- Specialty: Dermatology

= Papular mucinosis =

Papular mucinosis (also known as scleromyxedema, "generalized lichen myxedematosus" and "sclerodermoid lichen myxedematosus") is a rare skin disease. Localized and disseminated cases are called papular mucinosis or lichen myxedematosus while generalized, confluent papular forms with sclerosis are called scleromyxedema. Frequently, all three forms are regarded as papular mucinosis. However, some authors restrict it to only mild cases. Another form, acral persistent papular mucinosis is regarded as a separate entity.

==Presentation==
Papular mucinosis is chronic and may be progressive. The dermal layer of the skin breaks out into small and solid bumps, usually conical in shape and measured from 2 to 4 mm or sometimes flat-topped papules. Unlike pustules, these bumps do not contain pus. Instead they contain mucin, a waxy substance of mucus, the body's natural and protective lubricant found in saliva and epithelial cells in lungs and the sensitive part of the nose. They usually come in clusters such as linear arrays. Less frequently, urticarial, nodular, or sometimes annular lesions may be appreciated. The dorsal aspect of the hands, face, elbows, and extensor portions of the extremities are most frequently affected. Mucosal lesions are absent. The coalescence of papules on the face, particularly on the glabella, results in longitudinal folding and gives the appearance of a leonine facies.

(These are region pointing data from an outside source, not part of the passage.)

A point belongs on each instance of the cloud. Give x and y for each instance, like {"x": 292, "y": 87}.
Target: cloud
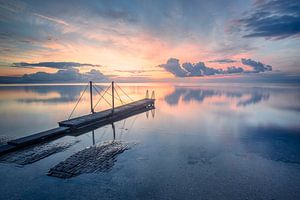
{"x": 56, "y": 65}
{"x": 174, "y": 67}
{"x": 276, "y": 19}
{"x": 233, "y": 70}
{"x": 257, "y": 66}
{"x": 221, "y": 61}
{"x": 62, "y": 75}
{"x": 200, "y": 69}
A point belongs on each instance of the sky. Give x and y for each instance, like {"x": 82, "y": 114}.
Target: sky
{"x": 143, "y": 40}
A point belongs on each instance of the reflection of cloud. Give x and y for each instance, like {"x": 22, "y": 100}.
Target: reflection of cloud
{"x": 256, "y": 97}
{"x": 187, "y": 95}
{"x": 56, "y": 65}
{"x": 66, "y": 93}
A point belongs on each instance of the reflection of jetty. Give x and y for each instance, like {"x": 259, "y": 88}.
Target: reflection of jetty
{"x": 78, "y": 124}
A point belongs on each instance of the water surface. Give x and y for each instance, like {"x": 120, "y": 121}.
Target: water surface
{"x": 202, "y": 142}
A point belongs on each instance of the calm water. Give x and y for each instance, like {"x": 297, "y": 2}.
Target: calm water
{"x": 202, "y": 142}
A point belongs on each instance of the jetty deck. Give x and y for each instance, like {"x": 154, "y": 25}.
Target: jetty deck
{"x": 77, "y": 125}
{"x": 110, "y": 114}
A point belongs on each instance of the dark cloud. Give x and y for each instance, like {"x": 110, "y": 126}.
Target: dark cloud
{"x": 200, "y": 69}
{"x": 221, "y": 61}
{"x": 275, "y": 19}
{"x": 257, "y": 66}
{"x": 56, "y": 65}
{"x": 67, "y": 75}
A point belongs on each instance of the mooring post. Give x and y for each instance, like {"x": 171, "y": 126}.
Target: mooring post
{"x": 114, "y": 131}
{"x": 113, "y": 97}
{"x": 91, "y": 96}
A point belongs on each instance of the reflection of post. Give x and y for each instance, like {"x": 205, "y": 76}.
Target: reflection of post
{"x": 113, "y": 97}
{"x": 93, "y": 137}
{"x": 91, "y": 96}
{"x": 153, "y": 113}
{"x": 114, "y": 131}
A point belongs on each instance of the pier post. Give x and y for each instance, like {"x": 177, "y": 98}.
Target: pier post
{"x": 114, "y": 131}
{"x": 113, "y": 97}
{"x": 91, "y": 96}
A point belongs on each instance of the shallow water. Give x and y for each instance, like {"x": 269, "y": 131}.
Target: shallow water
{"x": 201, "y": 142}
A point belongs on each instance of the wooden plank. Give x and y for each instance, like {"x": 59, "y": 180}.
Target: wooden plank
{"x": 38, "y": 137}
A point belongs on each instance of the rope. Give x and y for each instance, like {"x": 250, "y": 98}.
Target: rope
{"x": 111, "y": 95}
{"x": 101, "y": 96}
{"x": 119, "y": 97}
{"x": 78, "y": 101}
{"x": 124, "y": 92}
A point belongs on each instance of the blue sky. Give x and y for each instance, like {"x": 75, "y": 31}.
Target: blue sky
{"x": 135, "y": 39}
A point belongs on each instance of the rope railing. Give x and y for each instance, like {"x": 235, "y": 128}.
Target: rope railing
{"x": 119, "y": 96}
{"x": 102, "y": 97}
{"x": 78, "y": 101}
{"x": 124, "y": 92}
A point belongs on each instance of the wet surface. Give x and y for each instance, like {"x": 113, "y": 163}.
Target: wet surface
{"x": 35, "y": 153}
{"x": 201, "y": 142}
{"x": 99, "y": 158}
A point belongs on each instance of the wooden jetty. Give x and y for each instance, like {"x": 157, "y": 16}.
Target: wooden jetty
{"x": 79, "y": 124}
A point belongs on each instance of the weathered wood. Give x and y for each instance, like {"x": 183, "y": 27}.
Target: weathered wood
{"x": 38, "y": 137}
{"x": 79, "y": 124}
{"x": 107, "y": 114}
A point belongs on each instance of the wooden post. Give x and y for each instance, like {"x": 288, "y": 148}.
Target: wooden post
{"x": 91, "y": 96}
{"x": 113, "y": 97}
{"x": 114, "y": 131}
{"x": 93, "y": 137}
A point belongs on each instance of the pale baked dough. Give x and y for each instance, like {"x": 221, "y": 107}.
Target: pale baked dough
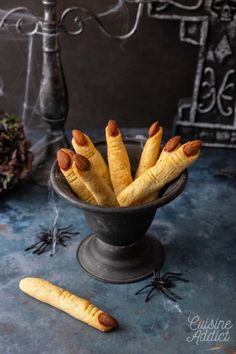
{"x": 156, "y": 177}
{"x": 150, "y": 153}
{"x": 118, "y": 161}
{"x": 63, "y": 300}
{"x": 94, "y": 156}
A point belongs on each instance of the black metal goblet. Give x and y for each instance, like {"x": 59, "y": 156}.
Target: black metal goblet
{"x": 119, "y": 250}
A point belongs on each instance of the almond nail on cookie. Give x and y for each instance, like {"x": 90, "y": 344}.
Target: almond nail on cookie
{"x": 118, "y": 159}
{"x": 157, "y": 176}
{"x": 64, "y": 300}
{"x": 101, "y": 192}
{"x": 83, "y": 145}
{"x": 65, "y": 162}
{"x": 151, "y": 149}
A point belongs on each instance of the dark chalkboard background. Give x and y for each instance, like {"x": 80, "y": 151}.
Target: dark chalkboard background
{"x": 136, "y": 81}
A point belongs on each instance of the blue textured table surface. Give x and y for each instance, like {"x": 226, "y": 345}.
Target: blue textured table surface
{"x": 198, "y": 232}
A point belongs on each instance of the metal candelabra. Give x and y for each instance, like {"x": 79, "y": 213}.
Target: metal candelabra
{"x": 53, "y": 96}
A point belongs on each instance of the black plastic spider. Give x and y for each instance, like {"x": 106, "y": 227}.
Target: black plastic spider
{"x": 49, "y": 237}
{"x": 163, "y": 283}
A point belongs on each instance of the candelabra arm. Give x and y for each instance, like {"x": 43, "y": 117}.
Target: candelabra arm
{"x": 90, "y": 14}
{"x": 20, "y": 22}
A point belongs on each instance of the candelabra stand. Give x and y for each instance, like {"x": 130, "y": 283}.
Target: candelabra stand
{"x": 53, "y": 95}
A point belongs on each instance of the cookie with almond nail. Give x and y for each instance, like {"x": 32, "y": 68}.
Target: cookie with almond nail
{"x": 65, "y": 162}
{"x": 96, "y": 185}
{"x": 151, "y": 149}
{"x": 64, "y": 300}
{"x": 83, "y": 145}
{"x": 118, "y": 159}
{"x": 159, "y": 175}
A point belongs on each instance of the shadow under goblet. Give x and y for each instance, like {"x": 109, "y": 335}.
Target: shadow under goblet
{"x": 119, "y": 250}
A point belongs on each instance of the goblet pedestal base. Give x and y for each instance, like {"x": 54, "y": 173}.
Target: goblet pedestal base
{"x": 120, "y": 264}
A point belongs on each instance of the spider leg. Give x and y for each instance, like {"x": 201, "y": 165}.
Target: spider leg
{"x": 163, "y": 290}
{"x": 149, "y": 294}
{"x": 43, "y": 250}
{"x": 40, "y": 248}
{"x": 175, "y": 296}
{"x": 170, "y": 273}
{"x": 66, "y": 228}
{"x": 141, "y": 290}
{"x": 33, "y": 246}
{"x": 177, "y": 278}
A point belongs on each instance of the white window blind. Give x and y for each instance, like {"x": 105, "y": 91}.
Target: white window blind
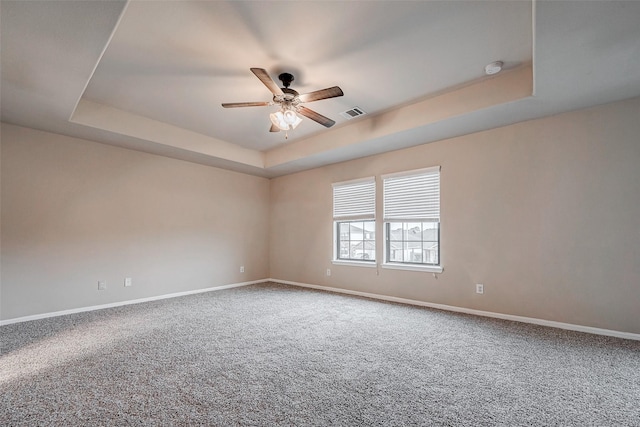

In scleromyxedema, symptoms can occur on larger part of the body. Redness and scleroderma-like induration occurs on the skin. In addition, the mobility of the lips, hands, arms, and legs is reduced. Proximal myopathy, inflammatory polyarthritis, central nervous system symptoms, esophageal aperistalsis, and hoarseness are among the notable systemic symptoms. If viscera is involved, the disease will be fatal. The dermatoneuro syndrome is a rare neurological complication of the disease presenting with fever, seizures and altered mental status.

==Diagnosis==
=== Classification ===
Papular mucinosis may be divided into several types or variants:

- Acral persistent papular mucinosis
- Self-healing papular mucinosis
- Papular mucinosis of infancy
- Cutaneous mucinosis of infancy
- Nodular lichen myxedematosus
- Localized lichen myxedematosus
- Discrete papular lichen myxedematosus

==Treatment==
There is no effective treatment for this condition. It has been reported that clearance of lesions can be done with melphalan and cyclophosphamide alone or in combination with prednisone. Both isotretinoin and etretinate have also been shown to improve the conditions. All medications listed can cause adverse symptoms, with isotretinoin and etretinate particularly dangerous since they are both teratogens. Other attempted treatments include interferon-alpha, cyclosporine, PUVA photochemotherapy, electron-beam therapy, IVIg and dermabrasion. However, the overall prognosis for the disease is poor. There are reported instances of remission of the disease when treated with a combination of Revlimid and Dexamethasone over a 24-month period.

==Incidence==
Papular mucinosis affects adults of both sexes equally and appears between ages 30 and 80. Recently, it has been reported in patients infected with the HIV/AIDS virus. It has also been associated with certain paraproteinemias such as IgG lambda paraproteinemia.